(Investir au Cameroun) – Le 10 février, l’État camerounais a réglé la somme due au fonds britannique Actis pour l’acquisition de ses 51 % de parts dans Eneo, selon les informations d’Investir au Cameroun. Le paiement est intervenu six jours avant l’échéance contractuelle fixée au 16 février, sur financement du budget de l’exercice 2026, confie une source autorisée. Réalisée sans annonce publique, l’opération est évaluée à 78 milliards FCFA et clôt plus de deux années de discussions entre Yaoundé et Actis, entré au capital d’Eneo en 2014.
Un comité de travail interministériel a été mis en place pour piloter la transition, tandis que la nouvelle architecture managériale n’a pas encore été rendue publique. Les autorités disent vouloir préserver les emplois et garantir la continuité du service. « Cette opération n’entraîne aucune modification du statut ou des droits du personnel d’Eneo », indiquaient les ministres des Finances et de l’Eau et de l’Énergie dans un communiqué conjoint lors de la signature de l’accord.

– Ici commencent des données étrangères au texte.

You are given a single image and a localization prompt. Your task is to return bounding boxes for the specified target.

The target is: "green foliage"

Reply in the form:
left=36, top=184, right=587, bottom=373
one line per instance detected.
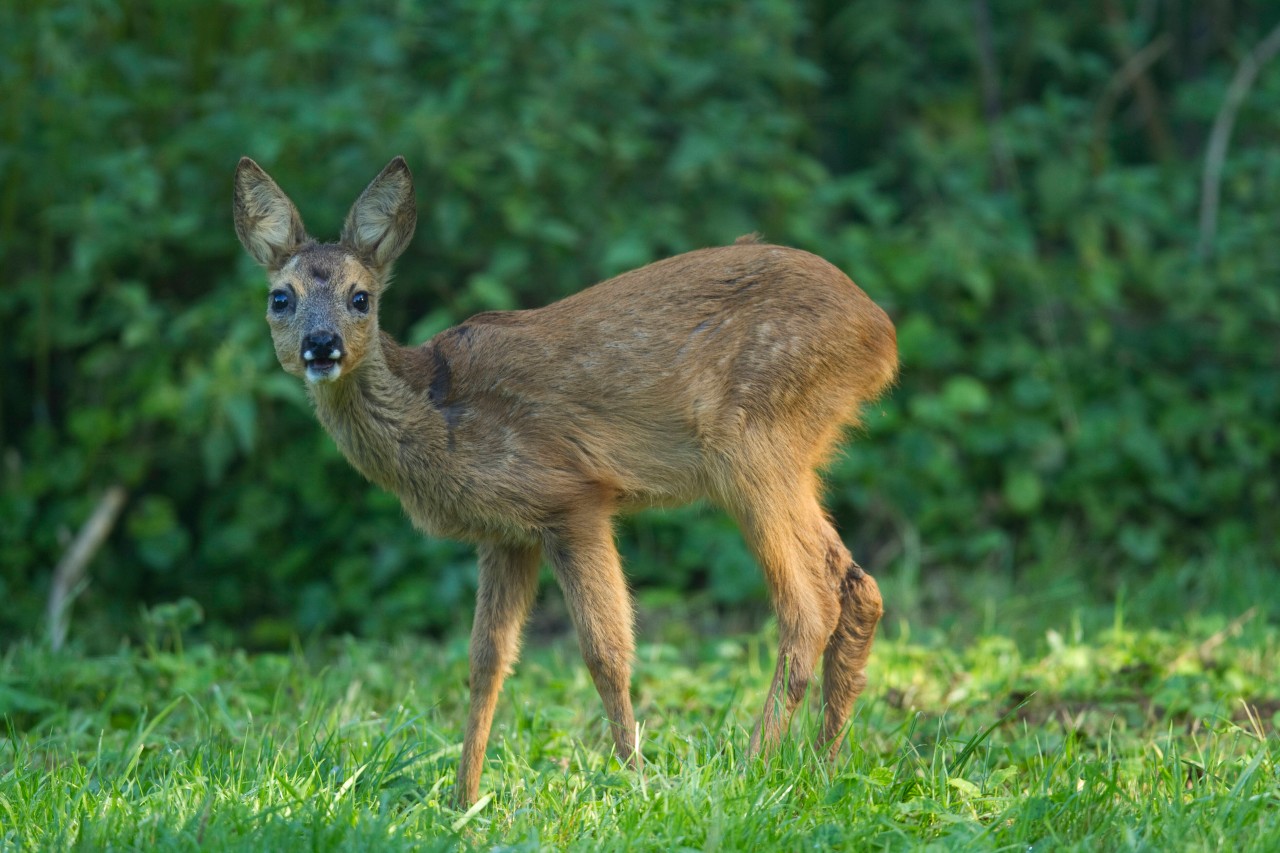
left=0, top=0, right=1280, bottom=644
left=0, top=607, right=1280, bottom=850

L’accord officialisant la sortie d’Actis a été signé le 19 novembre au ministère des Finances, en présence du ministre Louis Paul Motazé, du ministre de l’Eau et de l’Énergie Gaston Eloundou Essomba et d’une délégation du fonds. À l’issue de l’opération, l’État détient désormais 95 % du capital d’Eneo, les 5 % restants étant réservés aux employés. Cette recomposition actionnariale acte une renationalisation du concessionnaire de la distribution d’électricité et ouvre une nouvelle séquence de gouvernance.
Le 22 janvier à Douala, lors d’une rencontre avec des chefs d’entreprise, Gaston Eloundou Essomba a présenté les « 100 premiers jours d’action » consécutifs à la reprise de contrôle. Le diagnostic posé est celui d’une crise d’abord économique avant d’être technique. Le plan du ministère de l’Eau et de l’Énergie repose sur trois axes : renégocier la dette avec les banques locales pour allonger les maturités, apurer progressivement les arriérés dus par les entités publiques et réduire les coûts d’exploitation.
La stratégie est arrimée à l’Energy Compact signé en août 2025, qui fixe un objectif de 3 000 MW de capacité installée d’ici 2030 et une extension de l’accès à l’électricité à huit millions de personnes supplémentaires. Devant plus de 200 représentants d’entreprises réunis au siège du Gecam à Bonanjo, les industriels ont plaidé pour un dialogue transparent et des outils de suivi opérationnel afin de mesurer les progrès en production et en distribution, une condition jugée déterminante pour préserver la confiance des investisseurs.